Despite these encouraging data, there is still concern regarding adequate treatment of the mesorectum in patients undergoing primary chemoradiation, either alone or followed by local excision. This takes on particular significance in T3 tumors, in which the incidence of lymph node metastases may approach 70%.7 The unquantifiable factor has been the effect of chemoradiation on disease in the mesorectum. The study reported by Pucciarelli et al.1 addresses these concerns. The cohort of 56 patients with a complete pathologic response to neoadjuvant chemoradiation had a strikingly low incidence of lymph node metastases (only 1.8%) even though most patients had either T3 (79%) or T4 (16%) tumors before treatment. These data suggest that in patients with a primary tumor that responds completely to chemoradiation, disease in the mesorectum may respond similarly. However, other reports examining this question have not shown such impressive results with regard to treatment of mesorectal lymph node metastases, with residual disease detected in 15% of patients with a complete pathologic response of the primary tumor to neoadjuvant chemoradiation in another series.12 The differences between these two reports may be explained by the difficulty in finding lymph nodes in the mesorectum after chemoradiation, with the suggestion that there are in fact more positive lymph nodes present: they just may not be identified by the pathologist.
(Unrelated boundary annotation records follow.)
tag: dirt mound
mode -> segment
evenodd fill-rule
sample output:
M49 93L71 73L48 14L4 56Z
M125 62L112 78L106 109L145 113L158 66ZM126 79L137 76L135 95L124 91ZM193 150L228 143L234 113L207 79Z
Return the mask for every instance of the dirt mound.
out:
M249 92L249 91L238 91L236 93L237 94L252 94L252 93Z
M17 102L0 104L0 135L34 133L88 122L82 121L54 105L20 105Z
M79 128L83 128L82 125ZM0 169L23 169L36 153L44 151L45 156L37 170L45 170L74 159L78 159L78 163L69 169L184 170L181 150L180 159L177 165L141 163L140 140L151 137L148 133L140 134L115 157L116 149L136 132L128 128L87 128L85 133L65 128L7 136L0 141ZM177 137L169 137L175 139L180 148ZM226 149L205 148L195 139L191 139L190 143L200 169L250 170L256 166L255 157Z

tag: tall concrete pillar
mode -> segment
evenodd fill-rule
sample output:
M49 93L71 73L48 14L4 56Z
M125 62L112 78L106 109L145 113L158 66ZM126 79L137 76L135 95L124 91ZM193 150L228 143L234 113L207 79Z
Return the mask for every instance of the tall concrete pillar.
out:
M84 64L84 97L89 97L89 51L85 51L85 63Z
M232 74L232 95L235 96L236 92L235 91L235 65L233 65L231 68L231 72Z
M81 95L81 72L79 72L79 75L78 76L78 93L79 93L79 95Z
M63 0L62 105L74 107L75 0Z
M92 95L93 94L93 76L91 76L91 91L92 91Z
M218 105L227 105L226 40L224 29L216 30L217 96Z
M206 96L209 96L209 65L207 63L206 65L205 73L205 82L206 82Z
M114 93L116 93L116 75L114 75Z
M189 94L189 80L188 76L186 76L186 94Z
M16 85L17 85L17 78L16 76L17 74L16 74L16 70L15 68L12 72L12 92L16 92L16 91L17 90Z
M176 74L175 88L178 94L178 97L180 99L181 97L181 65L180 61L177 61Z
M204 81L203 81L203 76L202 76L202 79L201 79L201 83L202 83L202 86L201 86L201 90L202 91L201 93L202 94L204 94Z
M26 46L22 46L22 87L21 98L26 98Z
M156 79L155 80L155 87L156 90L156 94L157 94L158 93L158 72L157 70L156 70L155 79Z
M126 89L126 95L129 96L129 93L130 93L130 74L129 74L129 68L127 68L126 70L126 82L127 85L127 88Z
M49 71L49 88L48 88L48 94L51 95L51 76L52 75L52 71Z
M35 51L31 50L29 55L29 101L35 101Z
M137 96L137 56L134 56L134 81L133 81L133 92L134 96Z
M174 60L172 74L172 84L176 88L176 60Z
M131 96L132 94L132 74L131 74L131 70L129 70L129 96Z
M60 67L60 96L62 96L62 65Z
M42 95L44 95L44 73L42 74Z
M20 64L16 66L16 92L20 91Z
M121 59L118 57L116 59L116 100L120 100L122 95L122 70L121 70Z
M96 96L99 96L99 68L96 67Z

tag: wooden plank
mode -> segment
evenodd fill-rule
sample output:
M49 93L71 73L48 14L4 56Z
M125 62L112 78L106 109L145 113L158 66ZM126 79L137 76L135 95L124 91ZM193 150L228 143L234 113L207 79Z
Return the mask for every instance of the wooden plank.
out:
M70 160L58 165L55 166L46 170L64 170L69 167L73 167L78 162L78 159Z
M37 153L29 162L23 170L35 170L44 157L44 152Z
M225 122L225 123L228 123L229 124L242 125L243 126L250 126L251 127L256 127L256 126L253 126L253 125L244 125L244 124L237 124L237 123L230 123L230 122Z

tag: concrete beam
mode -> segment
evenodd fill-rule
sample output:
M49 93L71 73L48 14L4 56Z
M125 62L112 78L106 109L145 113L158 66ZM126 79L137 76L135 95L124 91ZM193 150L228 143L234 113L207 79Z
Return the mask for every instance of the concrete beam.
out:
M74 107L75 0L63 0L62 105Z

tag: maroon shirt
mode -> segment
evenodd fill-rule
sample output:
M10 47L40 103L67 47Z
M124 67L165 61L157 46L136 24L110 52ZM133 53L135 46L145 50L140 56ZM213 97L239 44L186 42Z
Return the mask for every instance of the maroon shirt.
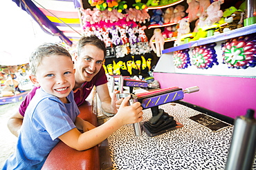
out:
M98 86L107 83L107 78L105 74L105 71L103 67L101 67L100 72L91 79L91 81L86 81L82 84L81 87L76 89L74 92L75 102L77 106L81 105L85 99L90 94L93 86ZM24 100L19 106L19 113L22 116L24 116L26 109L28 103L33 98L36 91L40 87L34 87L31 91L26 96Z

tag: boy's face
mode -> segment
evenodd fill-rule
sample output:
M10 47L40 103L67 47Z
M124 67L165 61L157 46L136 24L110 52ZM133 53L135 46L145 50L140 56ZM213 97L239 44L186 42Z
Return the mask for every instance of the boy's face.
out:
M63 55L44 56L30 79L46 93L64 100L75 85L73 61Z
M91 81L100 71L104 60L104 52L93 45L84 45L80 56L75 57L75 81Z

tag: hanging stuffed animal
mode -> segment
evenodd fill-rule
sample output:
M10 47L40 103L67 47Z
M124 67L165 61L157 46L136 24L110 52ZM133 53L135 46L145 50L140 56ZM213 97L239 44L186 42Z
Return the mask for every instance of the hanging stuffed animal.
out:
M111 33L111 35L112 35L112 39L111 39L112 43L115 45L120 45L121 39L119 37L118 29L116 28L113 29L111 29L110 30L110 32Z
M205 20L206 25L212 25L214 23L218 22L223 16L223 12L221 10L221 4L223 3L223 0L219 0L212 3L207 8L206 12L208 17Z
M109 36L109 32L106 30L104 28L102 28L102 36L103 37L103 41L105 43L107 47L112 47L111 39Z
M195 21L199 18L197 13L199 10L199 3L196 0L187 0L188 8L185 11L188 13L188 17L190 22Z
M125 54L122 53L121 45L116 46L116 58L124 57Z
M141 26L138 28L138 41L139 42L147 42L147 37L144 32L147 29L146 25Z
M199 3L199 9L196 15L200 17L203 12L206 12L206 9L210 5L210 0L196 0Z
M122 27L117 27L117 29L120 32L121 45L127 45L129 43L129 39L126 35L126 29Z
M150 18L150 25L163 24L163 18L162 17L163 11L161 9L153 10L153 15Z
M127 68L127 72L130 75L132 74L132 58L131 56L127 56L125 57L126 66Z
M190 22L187 17L183 18L179 21L179 28L177 31L177 40L174 42L174 46L178 46L184 43L183 41L181 41L181 36L190 32Z
M113 73L114 74L120 75L120 69L122 66L123 61L120 59L116 59L116 61L113 61Z
M130 43L130 44L138 43L137 36L135 35L135 28L127 27L127 32L129 34L129 42Z
M140 70L141 70L141 63L142 63L141 56L139 55L134 56L134 61L138 70L138 72L137 73L137 75L139 75L140 74Z
M173 23L174 19L174 8L171 6L166 9L163 14L163 23Z
M154 30L154 34L152 37L150 39L149 45L153 51L156 53L156 56L158 57L160 57L162 54L165 39L163 37L161 30L160 28L156 28Z
M105 61L105 65L107 67L107 70L109 74L113 74L113 61L111 59L107 59Z
M131 75L138 75L140 74L140 70L138 67L138 65L136 65L135 60L134 60L134 56L131 56L132 58L132 62L131 62ZM138 61L137 61L138 62Z
M178 23L179 21L180 21L183 17L185 17L185 7L181 5L177 5L174 10L174 23Z

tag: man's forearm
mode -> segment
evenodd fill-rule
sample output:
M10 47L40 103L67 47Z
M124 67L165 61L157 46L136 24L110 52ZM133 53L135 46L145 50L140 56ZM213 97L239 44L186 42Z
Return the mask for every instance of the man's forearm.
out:
M115 114L117 112L117 109L116 108L113 108L111 103L102 103L101 107L102 109L107 113Z
M23 123L23 119L21 118L10 118L8 123L7 126L10 130L10 131L18 137L19 136L19 132L18 131L20 129L21 126Z

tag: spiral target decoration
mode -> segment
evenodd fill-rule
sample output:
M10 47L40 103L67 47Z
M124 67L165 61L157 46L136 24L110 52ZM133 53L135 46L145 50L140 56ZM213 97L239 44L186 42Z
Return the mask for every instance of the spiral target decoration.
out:
M192 64L199 69L208 69L214 65L219 65L214 50L216 43L206 44L195 47L192 50Z
M174 65L179 69L187 68L188 65L191 65L190 58L188 54L189 49L175 51L173 54Z
M256 36L243 36L221 44L223 63L229 68L246 69L256 65Z

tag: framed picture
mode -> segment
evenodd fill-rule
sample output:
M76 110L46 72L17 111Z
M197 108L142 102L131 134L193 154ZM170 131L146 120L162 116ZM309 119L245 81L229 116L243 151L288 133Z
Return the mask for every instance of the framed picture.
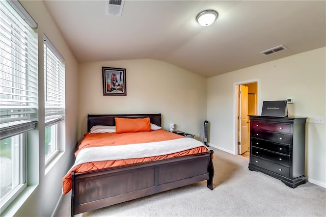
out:
M103 96L126 96L126 69L102 67Z

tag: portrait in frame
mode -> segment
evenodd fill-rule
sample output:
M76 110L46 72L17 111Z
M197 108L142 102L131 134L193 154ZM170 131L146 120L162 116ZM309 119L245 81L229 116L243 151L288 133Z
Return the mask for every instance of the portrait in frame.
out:
M103 96L126 96L126 69L102 67Z

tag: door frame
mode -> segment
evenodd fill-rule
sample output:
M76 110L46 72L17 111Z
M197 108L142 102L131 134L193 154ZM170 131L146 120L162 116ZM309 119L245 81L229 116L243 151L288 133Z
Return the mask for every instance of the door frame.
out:
M245 85L246 84L254 83L257 82L257 115L260 115L260 79L255 78L251 80L237 82L233 83L233 144L234 144L233 153L235 155L239 154L238 148L238 126L237 111L239 103L238 102L238 96L237 93L237 87L238 85Z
Although the appeal of sparing patients the morbidity associated with radical surgical resection for rectal cancer is undeniable, we must proceed cautiously while simultaneously embracing the concept. Long-term follow-up of these data will be imperative. As systemic therapy improves, the effect of distant disease on survival may continue to diminish. Local control will then assume an even more important role in treatment, and we will have an even greater opportunity to observe the effect that local recurrence has on survival. In addition, new cytotoxic chemotherapeutic drugs, as well as biologic agents, seem to have significant radiation-sensitizing properties. The addition of these agents to radiation treatment regimens has the potential to improve pathologic complete response rates and to further enhance the ability to control not only the primary disease, but also nodal disease in the mesorectum, thus increasing the percentage of patients who would be candidates for less invasive procedures. The greatest difficulty may lie in identifying patients in whom a less invasive approach is appropriate. Retrospective series provide useful information in beginning to answer these questions, but only with long-term follow-up of prospectively acquired data will we be able to define the optimal manner in which we can minimize the extent of surgery and its associated morbidity in the treatment of rectal cancer. Until then, we cannot throw away the scalpel.
Received for publication November 15, 2004. Accepted for publication December 7, 2004.